Eltern bemühen immer öfter Juristen, um den Schul-Erfolg ihrer Kinder notfalls herbeizuklagen. Das macht Pädagogen das Leben schwer - und versetzt andere Eltern in Angst, wie ein aktueller Fall an der Viktoriaschule zeigt

Eltern einer achten Klasse des Viktoria-Gymnasiums (Südostviertel) haben Angst um das Leben ihrer Kinder. Die Schulpflegschaft kümmert sich, der Schulleiter ist informiert - doch ausrichten können alle zurzeit wenig. "Man hat das Gefühl, es passiert nichts, und das ist beunruhigend", sagt die Mutter eines 13-jährigen Mädchens.

Am 14. April hatte ein Schüler (15) kurz vor Unterrichtsbeginn eine Glasflasche mit Quecksilber aus dem Naturkunde-Unterrichtsraum unbemerkt entwendet. Augenzeugen schildern, dass der Lehrer nur einen kurzen Moment im Hinterzimmer verschwunden gewesen sein soll. Schon das Einatmen der Dämpfe kann tödlich sein. Der Junge steckte die Dose in seine Tasche, später fuhr er damit im Bus nach Hause. Die Polizei startete eine Such-Aktion und stellte den Täter am Abend desselben Tages zu Hause. Die Flasche war im Wäscheschrank Hätte der Junge sie einmal geöffnet, wäre ein Unglück wahrscheinlich gewesen.

Der Schüler kam erst im vergangenen Jahr vom Humann-Gymnasium zur Viktoriaschule. Seitdem hatte er mehrfach auf sich aufmerksam gemacht - eine Rauchbombe in der Pausenhalle gezündet und Reizgas mit in die Schule gebracht. Nach dem Quecksilber-Vorfall wurde beschlossen: Der Junge fliegt.

Doch er ist immer noch da. Die Schulpflegschaftsvorsitzende Iris Strasdat berichtet: "Die Eltern des Jungen haben Klage eingereicht gegen den Beschluss, dass ihr Kind von der Schule fliegen soll.

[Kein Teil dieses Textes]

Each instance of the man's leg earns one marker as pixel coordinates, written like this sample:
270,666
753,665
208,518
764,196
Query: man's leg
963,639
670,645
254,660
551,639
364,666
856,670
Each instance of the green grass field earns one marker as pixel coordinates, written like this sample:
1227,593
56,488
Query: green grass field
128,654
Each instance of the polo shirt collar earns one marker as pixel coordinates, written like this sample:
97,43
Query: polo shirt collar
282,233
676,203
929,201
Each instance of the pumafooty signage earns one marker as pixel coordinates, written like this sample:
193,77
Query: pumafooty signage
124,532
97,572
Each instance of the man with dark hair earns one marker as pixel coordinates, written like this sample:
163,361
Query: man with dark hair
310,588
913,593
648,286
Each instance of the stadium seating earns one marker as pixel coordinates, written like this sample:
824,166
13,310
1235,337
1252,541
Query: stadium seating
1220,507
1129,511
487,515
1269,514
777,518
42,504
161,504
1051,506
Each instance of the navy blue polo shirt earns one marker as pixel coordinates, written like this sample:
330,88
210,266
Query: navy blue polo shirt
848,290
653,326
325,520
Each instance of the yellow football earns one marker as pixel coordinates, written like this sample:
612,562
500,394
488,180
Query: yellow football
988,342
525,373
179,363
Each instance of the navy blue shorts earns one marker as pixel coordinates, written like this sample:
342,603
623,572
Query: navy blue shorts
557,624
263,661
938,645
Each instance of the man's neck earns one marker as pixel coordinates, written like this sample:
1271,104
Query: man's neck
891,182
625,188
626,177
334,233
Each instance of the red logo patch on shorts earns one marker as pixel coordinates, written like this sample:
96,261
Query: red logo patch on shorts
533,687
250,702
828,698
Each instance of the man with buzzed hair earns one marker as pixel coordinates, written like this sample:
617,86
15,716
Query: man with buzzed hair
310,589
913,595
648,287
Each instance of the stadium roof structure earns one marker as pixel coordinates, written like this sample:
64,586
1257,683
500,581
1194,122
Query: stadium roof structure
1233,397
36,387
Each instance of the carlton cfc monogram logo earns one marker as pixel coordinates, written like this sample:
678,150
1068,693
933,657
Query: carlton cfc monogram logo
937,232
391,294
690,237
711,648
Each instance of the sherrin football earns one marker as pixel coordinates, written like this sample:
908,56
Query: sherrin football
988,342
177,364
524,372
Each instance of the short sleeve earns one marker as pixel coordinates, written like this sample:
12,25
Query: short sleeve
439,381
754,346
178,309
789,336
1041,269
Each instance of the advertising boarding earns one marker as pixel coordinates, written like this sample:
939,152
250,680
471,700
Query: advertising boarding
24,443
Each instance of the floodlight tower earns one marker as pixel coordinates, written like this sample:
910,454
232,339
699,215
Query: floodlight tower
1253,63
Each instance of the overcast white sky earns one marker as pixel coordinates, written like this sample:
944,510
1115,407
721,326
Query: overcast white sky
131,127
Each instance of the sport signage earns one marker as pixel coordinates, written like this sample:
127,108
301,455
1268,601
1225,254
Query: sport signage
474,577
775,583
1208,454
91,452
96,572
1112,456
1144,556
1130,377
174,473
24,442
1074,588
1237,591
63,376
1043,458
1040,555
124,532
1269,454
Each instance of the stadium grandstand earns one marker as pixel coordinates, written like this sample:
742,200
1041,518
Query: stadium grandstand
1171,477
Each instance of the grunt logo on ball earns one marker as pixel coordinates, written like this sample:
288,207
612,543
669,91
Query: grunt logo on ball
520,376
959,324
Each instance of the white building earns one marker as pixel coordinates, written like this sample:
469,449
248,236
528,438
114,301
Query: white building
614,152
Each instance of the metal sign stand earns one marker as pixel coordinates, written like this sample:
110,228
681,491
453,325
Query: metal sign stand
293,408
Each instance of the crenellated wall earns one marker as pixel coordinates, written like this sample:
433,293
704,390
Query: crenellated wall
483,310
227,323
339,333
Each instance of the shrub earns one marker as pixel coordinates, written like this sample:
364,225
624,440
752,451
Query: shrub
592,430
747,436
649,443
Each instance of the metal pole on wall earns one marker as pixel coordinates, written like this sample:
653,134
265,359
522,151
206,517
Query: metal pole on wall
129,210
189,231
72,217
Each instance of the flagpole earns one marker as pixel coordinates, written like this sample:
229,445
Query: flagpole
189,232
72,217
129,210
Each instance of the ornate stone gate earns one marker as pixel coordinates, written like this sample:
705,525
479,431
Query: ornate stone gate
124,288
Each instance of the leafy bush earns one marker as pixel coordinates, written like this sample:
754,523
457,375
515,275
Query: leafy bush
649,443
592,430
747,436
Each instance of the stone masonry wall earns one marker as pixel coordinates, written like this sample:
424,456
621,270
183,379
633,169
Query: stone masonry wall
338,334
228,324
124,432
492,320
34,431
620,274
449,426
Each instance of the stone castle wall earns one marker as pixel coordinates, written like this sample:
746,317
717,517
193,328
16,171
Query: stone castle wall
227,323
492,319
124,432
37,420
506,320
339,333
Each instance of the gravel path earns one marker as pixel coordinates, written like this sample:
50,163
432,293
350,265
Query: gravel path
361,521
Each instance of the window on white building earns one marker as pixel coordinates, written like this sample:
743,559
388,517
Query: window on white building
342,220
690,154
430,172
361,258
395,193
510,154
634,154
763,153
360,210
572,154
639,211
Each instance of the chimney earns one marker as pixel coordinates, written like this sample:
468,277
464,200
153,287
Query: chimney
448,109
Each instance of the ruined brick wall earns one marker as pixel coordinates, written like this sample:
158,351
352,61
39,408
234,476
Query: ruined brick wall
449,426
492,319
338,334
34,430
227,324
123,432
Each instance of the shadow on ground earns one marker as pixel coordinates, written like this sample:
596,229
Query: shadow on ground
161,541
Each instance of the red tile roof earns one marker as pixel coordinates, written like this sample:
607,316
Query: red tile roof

So lange das nicht enschieden ist, darf der Junge weiter zur Schule." Das bringt die Eltern der anderen Schüler in Aufruhr: "Wer weiß, wann wieder etwas passiert und das Leben unserer Kinder erneut gefährdet ist", heißt es.

Jetzt muss die Düsseldorfer Bezirksregierung entscheiden. "Das passiert nicht vor den Sommerferien", befürchtet Hans Schippmann, der Schulleiter. Deshalb haben die Elternvertreter in der vergangenen Woche einen Brief an Düsseldorf geschrieben - mit der dringenden Bitte, den Fall schnell zu entscheiden.

Die Aussichten auf Erfolg sind klein: Denn die Zahl der Klage- oder offiziellen Beschwerdefälle von Eltern, die ihr Kind an ein Essener Gymnasium schicken, steigt stetig. Mal geht es um Noten, mal um nicht erfolgte Versetzungen - und mal um grobe Vergehen, wie im vorliegenden Fall. Die Bezirksregierung hatte im Schuljahr 2005/2006 noch 27 Fälle registiert, im folgenden Jahr waren es bereits 54. Diese Zahl ist fürs laufende Schuljahr bereits erreicht, doch das Schuljahr noch nicht zu Ende.